ISO 56001 is the new global standard for innovation management systems — and while it’s not yet a legal or procurement requirement anywhere, momentum is building in over 50 countries.
If your organization supplies to the public sector, applies for government grants, or works in a regulated industry, this is one development you can’t ignore.
“Standards like ISO 56001 often go from optional to essential almost overnight.”
This is exactly how other ISO standards — like ISO 9001 for quality — began: voluntary, then recommended, and eventually a common requirement in tenders, funding calls, and corporate supply chains.
Why Innovation Needs a Standard
Innovation today isn’t just about “having great ideas.” For organizations that want to grow, compete, or secure funding, it’s about having a repeatable, measurable system that turns ideas into impact.
Without that structure:
Innovation efforts are scattered and reactive
Decision-making is inconsistent
Results are hard to measure and justify to stakeholders
ISO 56001 brings the same discipline to innovation that ISO 9001 brought to quality.
The ISO 56000 Series in Brief
The ISO 56000 family is the first worldwide framework for managing innovation:
ISO 56000 – Vocabulary (shared definitions)
ISO 56002 – Guidance (the playbook)
ISO 56001 – Requirements (the standard you can certify against)
Released in late 2024, ISO 56001 was developed with input from over 50 countries.
Where Adoption Stands Today
At this point, no country has mandated ISO 56001 in law or procurement. But early adoption is underway:
AFNOR (France) – Regional information days for businesses, universities, and research centers
NSAI (Ireland) – Formal publication of the series as a key innovation management resource
DNV – Awareness courses in Sweden, Singapore, and Korea
This is the same pattern we’ve seen with other ISO standards: voluntary awareness → early adopters → procurement requirements.
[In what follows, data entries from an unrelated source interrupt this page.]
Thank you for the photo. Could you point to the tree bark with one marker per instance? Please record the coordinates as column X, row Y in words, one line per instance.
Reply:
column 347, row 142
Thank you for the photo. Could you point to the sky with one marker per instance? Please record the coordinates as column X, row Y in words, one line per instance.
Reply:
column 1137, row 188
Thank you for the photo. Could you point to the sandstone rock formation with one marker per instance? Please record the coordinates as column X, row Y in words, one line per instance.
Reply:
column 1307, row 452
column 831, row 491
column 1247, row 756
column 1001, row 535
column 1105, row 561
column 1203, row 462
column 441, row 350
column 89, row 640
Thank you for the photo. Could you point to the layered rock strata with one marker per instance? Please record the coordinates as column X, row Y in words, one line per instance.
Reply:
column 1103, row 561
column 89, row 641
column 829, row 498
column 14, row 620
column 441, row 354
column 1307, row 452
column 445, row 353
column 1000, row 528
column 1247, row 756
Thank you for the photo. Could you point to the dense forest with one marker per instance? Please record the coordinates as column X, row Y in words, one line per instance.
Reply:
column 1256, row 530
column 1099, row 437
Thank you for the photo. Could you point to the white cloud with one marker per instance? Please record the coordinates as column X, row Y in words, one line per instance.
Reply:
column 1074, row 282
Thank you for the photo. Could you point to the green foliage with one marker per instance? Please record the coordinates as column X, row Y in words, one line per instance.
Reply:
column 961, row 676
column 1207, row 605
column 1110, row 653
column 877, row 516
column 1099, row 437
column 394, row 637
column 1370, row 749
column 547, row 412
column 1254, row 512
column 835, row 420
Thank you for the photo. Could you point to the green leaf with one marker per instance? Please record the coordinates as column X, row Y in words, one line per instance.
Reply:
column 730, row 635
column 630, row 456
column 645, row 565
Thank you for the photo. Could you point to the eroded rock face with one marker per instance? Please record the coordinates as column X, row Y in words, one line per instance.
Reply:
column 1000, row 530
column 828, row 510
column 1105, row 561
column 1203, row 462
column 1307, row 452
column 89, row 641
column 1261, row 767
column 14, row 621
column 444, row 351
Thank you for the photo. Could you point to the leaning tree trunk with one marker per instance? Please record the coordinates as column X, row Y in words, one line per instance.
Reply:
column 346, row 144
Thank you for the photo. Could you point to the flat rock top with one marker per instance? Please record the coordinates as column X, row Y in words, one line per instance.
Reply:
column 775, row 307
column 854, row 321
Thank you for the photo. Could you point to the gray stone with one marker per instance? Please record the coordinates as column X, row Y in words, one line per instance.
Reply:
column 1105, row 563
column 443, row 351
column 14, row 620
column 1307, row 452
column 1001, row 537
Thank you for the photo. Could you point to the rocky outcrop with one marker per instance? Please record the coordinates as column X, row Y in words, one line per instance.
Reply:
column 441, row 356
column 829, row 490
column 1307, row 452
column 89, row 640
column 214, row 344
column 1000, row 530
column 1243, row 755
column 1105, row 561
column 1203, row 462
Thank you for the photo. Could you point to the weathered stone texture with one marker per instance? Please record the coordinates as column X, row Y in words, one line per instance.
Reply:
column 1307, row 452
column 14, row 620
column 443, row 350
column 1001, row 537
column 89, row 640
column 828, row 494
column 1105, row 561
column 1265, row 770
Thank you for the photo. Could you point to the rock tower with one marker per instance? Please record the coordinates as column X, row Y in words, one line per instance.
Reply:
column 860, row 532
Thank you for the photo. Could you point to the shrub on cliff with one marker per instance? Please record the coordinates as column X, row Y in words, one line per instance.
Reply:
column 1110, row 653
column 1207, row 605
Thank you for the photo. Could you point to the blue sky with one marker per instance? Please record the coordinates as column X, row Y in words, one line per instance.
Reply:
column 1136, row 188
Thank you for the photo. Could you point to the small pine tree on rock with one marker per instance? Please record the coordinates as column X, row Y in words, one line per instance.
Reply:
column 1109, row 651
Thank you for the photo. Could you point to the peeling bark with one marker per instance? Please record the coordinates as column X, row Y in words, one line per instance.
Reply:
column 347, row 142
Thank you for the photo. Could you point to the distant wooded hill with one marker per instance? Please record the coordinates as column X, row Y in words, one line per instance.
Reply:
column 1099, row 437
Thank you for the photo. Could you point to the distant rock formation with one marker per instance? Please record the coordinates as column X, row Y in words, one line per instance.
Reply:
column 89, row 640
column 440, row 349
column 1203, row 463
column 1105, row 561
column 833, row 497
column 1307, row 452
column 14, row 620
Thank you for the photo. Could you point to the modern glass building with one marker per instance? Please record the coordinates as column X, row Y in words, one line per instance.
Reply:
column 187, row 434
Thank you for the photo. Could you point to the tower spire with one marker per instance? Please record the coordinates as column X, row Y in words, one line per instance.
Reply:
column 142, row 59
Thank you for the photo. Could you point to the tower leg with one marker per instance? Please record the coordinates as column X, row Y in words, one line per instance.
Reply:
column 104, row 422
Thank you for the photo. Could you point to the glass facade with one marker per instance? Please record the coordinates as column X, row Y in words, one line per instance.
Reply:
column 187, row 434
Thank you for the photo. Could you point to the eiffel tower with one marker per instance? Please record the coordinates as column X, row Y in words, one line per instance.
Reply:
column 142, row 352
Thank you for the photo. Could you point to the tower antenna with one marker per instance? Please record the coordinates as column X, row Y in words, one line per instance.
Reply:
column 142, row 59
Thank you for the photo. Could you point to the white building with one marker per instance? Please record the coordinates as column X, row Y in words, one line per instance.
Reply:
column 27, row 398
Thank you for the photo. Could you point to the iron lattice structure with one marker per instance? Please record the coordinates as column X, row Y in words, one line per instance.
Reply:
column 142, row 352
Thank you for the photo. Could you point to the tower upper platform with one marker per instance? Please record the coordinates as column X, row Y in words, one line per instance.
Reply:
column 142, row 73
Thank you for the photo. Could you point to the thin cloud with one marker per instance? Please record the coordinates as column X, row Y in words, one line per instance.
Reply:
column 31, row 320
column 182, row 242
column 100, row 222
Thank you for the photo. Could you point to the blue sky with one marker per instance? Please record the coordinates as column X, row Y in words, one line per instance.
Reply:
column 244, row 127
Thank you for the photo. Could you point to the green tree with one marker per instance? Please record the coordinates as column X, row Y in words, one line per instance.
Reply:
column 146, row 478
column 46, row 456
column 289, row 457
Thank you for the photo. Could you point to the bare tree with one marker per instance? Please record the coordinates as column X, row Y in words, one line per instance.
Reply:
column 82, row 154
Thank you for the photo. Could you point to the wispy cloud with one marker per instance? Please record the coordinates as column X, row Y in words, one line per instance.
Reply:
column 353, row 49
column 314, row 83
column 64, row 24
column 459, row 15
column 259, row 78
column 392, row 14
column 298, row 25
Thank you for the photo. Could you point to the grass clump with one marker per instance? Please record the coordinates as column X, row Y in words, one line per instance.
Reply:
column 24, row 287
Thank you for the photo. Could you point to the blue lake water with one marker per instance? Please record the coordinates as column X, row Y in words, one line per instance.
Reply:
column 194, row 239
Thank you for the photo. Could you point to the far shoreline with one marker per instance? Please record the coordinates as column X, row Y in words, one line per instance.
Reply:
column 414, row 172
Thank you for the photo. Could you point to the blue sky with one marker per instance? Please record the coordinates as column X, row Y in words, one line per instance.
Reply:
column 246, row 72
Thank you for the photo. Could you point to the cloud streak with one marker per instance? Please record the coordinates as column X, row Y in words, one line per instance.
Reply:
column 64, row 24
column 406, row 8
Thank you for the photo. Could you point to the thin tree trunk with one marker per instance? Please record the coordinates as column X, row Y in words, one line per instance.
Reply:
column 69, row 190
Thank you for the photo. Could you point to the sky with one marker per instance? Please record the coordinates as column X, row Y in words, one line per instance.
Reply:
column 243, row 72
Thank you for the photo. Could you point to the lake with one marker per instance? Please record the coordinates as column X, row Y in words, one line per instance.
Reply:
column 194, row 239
Who Should Be Watching This Closely
You should be tracking this if you are:
A supplier to ministries, municipalities, or state-owned enterprises
A startup or scaleup chasing public R&D or innovation funding
A university or NGO in government-funded programs
A corporate bidder in tenders where innovation capability is scored
A private company in public–private partnerships like smart cities or mobility projects
Eligibility will be the main trigger.
If your customer or funder requires it, you either have it… or you don’t.
Why Early Preparation Matters
Imagine your ideal tender or funding call appears.
You meet every technical and commercial requirement… but you’re disqualified because you can’t show ISO 56001 certification.
To avoid that scenario, you should:
Monitor policy and funding announcements from governments and innovation authorities
Watch updates from ISO, CEN (European Committee for Standardization), SII (Standards Institution of Israel), and BSI (British Standards Institution)
Pay attention to your sector’s industry associations — they often shape procurement criteria before they appear in official tenders
Track major customers and partners — large anchor clients sometimes integrate standards into their supplier requirements ahead of governments
Other Strategic Reasons to Adopt Early
Even without a formal requirement, ISO 56001 can:
Align innovation efforts across teams and geographies
Reduce wasted R&D spend
Build credibility in regulated or high-trust markets
Provide a common innovation language for the organization
Takeaways
ISO 56001 is still new — but global awareness is growing rapidly
Public-sector ties, regulated industries, and large corporate supply chains will likely see it first
The main trigger for adoption will be eligibility — don’t wait until you lose an opportunity to start preparing
The earlier you build readiness, the easier (and cheaper) it will be to certify when the time comes.